За исключением меня, моей бородатой герцогини и старого проповедника, обитающего в дренажной системе.
Итак, надо найти способ пробраться во дворец императора, познакомиться с его ближайшим окружением и выяснить, кто решил организовать убийство, а потом…
Да, что же потом? Неужели неудача моих коллег означает, что меня ждет на этом пути тот же успех? Может быть, убийство нынешнего императора будет даже полезно гильдии, если на трон взойдет более разумный преемник.
Но в таком случае смерть моих товарищей останется неотомщенной.
Впрочем, месть не являлась частью моей миссии. Я лишь надеялся, что она станет вознаграждающим последствием, но интересы гильдии были превыше всего.
И если шестеро наших братьев умерли напрасно, то надо иметь мужество смириться с этим. Несправедливость порой свойственна этому жестокому миру.
Я уже собрался разбудить Клавдия, когда из коридора донесся еле слышный звук крадущихся шагов. В ожидании незваного гостя я вооружился ножом. Полоска лунного света, льющегося в окно, помогла мне увидеть, как рука, появившаяся из-за входного занавеса, медленно опустилась вниз, к натянутой перед входом веревке. Появившаяся вслед за ней нога аккуратно переступила через это препятствие.
Поймав лезвием ножа лунный лучик, я направил его в глаз Азана.

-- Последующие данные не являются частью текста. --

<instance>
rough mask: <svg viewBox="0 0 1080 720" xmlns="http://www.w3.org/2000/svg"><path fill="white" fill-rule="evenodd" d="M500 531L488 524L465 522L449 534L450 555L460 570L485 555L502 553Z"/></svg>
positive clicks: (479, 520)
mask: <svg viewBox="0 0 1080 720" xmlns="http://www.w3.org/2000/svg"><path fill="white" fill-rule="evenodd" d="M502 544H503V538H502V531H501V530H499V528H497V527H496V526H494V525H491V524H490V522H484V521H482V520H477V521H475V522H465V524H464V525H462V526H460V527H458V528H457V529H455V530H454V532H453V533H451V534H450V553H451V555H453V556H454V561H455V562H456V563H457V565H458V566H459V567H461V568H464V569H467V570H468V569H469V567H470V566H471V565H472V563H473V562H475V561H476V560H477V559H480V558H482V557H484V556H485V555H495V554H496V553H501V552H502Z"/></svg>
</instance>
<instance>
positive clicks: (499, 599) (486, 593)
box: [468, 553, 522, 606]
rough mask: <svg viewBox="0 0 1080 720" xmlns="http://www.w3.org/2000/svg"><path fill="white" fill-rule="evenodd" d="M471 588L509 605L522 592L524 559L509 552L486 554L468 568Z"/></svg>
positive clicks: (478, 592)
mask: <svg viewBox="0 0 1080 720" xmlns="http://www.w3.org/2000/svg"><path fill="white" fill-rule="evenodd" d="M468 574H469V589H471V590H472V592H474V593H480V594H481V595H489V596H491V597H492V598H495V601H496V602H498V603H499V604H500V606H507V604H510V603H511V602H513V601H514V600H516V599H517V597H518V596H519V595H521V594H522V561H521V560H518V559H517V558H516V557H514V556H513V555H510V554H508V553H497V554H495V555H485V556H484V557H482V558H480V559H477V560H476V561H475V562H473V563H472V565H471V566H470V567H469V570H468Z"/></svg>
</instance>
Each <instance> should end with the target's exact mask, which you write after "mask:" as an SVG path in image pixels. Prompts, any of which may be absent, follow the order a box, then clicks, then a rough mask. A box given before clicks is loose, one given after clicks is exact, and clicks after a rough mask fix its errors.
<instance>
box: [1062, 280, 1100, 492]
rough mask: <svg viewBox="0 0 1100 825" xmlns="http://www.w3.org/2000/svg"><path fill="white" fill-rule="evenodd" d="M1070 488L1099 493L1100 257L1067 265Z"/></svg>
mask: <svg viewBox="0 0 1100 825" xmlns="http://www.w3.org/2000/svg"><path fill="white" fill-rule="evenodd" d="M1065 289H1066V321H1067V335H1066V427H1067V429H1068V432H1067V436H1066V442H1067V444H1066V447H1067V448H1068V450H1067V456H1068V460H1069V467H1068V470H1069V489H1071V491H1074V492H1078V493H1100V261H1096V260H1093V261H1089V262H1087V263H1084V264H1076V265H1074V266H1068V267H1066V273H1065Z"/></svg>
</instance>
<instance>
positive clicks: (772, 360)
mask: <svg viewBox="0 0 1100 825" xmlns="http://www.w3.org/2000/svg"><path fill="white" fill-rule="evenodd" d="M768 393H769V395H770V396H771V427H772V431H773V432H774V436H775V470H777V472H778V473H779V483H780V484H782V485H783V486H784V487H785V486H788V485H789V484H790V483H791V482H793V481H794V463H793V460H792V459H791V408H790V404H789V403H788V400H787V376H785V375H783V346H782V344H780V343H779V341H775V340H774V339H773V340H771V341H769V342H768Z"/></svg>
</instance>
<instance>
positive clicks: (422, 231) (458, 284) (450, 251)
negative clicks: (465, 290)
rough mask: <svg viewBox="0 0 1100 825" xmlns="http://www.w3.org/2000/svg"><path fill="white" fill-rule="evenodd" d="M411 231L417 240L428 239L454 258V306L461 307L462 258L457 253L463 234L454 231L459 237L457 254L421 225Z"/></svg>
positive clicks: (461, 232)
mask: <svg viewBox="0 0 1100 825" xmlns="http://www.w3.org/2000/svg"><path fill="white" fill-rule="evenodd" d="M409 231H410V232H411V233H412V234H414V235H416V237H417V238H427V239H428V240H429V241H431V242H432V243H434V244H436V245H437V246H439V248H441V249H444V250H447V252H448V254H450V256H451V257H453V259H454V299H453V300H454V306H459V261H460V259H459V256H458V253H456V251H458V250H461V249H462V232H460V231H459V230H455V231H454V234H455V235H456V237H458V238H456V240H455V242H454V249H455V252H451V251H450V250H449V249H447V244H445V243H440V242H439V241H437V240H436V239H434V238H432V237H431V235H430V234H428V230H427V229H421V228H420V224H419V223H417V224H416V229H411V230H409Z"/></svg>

Он невольно моргнул, но, обнаружив источник отраженного света, захлопал глазами уже вполне осознанно.
— Добрый вечер, — сказал я.
— Хм, заглянул вот к вам проверить, все ли в порядке, — поспешно сказал он.
— Весьма любезно с твоей стороны, — сказал я. — У нас все отлично. И я надеюсь, что положение останется неизменным.
— Естественно, — согласился он. — Что ж, тогда я пошел спать.
— Приятных сновидений, — вежливо напутствовал я его.
— Опять не повезло, но попытка не пытка, — пробурчал он, удаляясь.
— Переходи на дневную работу, — бросил я ему вслед.
Клавдий зашевелился.
— Все в порядке? — спросила Виола, протирая глаза.
— Очередной ночной визит Азана. Твой черед дежурить. Спокойной ночи.
Мне хотелось закончить проверку бывших мест обитания моих покойных товарищей, поэтому ближе к полудню мы перешли по мосту через Ликос и направились в северную часть города. При пересечении северо-западного ответвления Месы мы столкнулись с определенными сложностями, попав в стремительный поток телег и повозок. А перебравшись на противоположную сторону, заметили странное оживление.
Откуда ни возьмись, вдруг вылетел отряд императорских стражников и, выставив бронзовые щиты, начал теснить народ с проезжей части. Я оттащил Клавдия в безопасное место, и мы стали наблюдать, как стражники остановили все движение, повернув вспять наездников с помощью кнутов и дубинок. На редкость быстро им удалось расчистить участок дороги, ведущий к бронзовой статуе древнего императора: его имя давно стерлось из людской памяти, а сам он все стоял в полном боевом снаряжении, призывно простирая левую руку к северным пределам империи.